On June 7, 2004, where the 2 team appeared at work as Google employees at the company’s office in Sidnesh, which at that time was only six sellers. Eight months later, Google Maps debuted.
“IT is a great product, and they did what they did very successfully, ”says Professor Scott McKir, a professor of media and communications at the University of Melbourne. “[But] Google Maps works based on data extraction. This receives information about the whereabouts, so this is very valuable data for all types of people who want to collect information about you. ”
Ma says that commercialization and intellectual analysis of the data were not on the radar when he worked on cards. They appeared after he moved to other projects in 2006. “I don’t think we thought too much about it at that time,” he says.
“The prevailing belief was that as soon as you bring users on board, you can find out the strategy.”
He recognizes the problems of confidentiality: the task of preserving honest and transparent companies is partly in the hands of the user and partly responsibility of the governments, he says. “The biggest problem is the fact that the technological landscape is changing so quickly. It is very difficult to keep up with these regulatory mechanisms. ”
However, not only confidentiality raises red flags. There is also an alarm about excessive effects on satellite navigation – and, according to the conclusion, Google Maps – on the function of the brain.
Recent scientific studies show that an expanded dependence on assistants of these drivers may be associated with a decrease in the hippocampus, part of the brain regarding spatial memory.

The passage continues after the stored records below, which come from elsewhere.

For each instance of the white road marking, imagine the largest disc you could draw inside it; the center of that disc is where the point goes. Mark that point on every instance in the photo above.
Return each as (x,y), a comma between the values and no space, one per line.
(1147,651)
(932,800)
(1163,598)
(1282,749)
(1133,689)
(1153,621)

This can be a factor in a cognitive decline.
MA admits that there are potential dangers in the absorption of many new technologies, but believes that we should know more than concern. “I think that as people, we are very adapting. But do we adapt it in such a way as to overcome potential damage? I don’t know.”
MAnd not the type of draft character with a large look, usually associated with the start scene. It is a little untidy, slightly traditional, and not one for chit-cheat. But he is proud of the role that he played in filming Google cards from the ground.
“There are ways to feel a reward. It can be monetary, it may be recognition, ”he says. “But, knowing that so many people use what I helped to build, this is probably the most pleasant part of this.”
From the point of view of the one who receives a loan, Ma says, while it was originally four people, where 2, most spots should go to Jens and Lars Rasmussen: it was their idea in the first place.
But there are others whose contribution was missed. In particular, he quotes Bret Taylor, James Norris, Andrew Kirss and Seth Laforg, whose names were also included in the original Google Maps patent. If there are any arguments about the history of the origin of Google Maps, MA says this list should resolve the dispute.
“I think this is important, because quite often the perception is that one or two people are responsible for most of the work, while it will almost always be a team.”
Noel Gordon, co-founder Ma Google Maps, describes MA as “Rockstar engineer-programmer”, which can write a beautiful code with “without fat on it”.
“Stephen is one of those people who become right to such an extent that it is necessary to solve, very quickly. He is just one of a kind. ”
Nowadays, MA works with a partner in an enterprise called Reggie Health. He uses AI to automate administrative tasks for suppliers of medical services and any other who needs to juggle with appointments, manage patients and send reminders.
Since Google left 14 years ago, Ma only when the liba worked in startups: until that moment, no one was successful. But this does not hold him back. He is the one who experiences acute sensations from solving problems and finding solutions.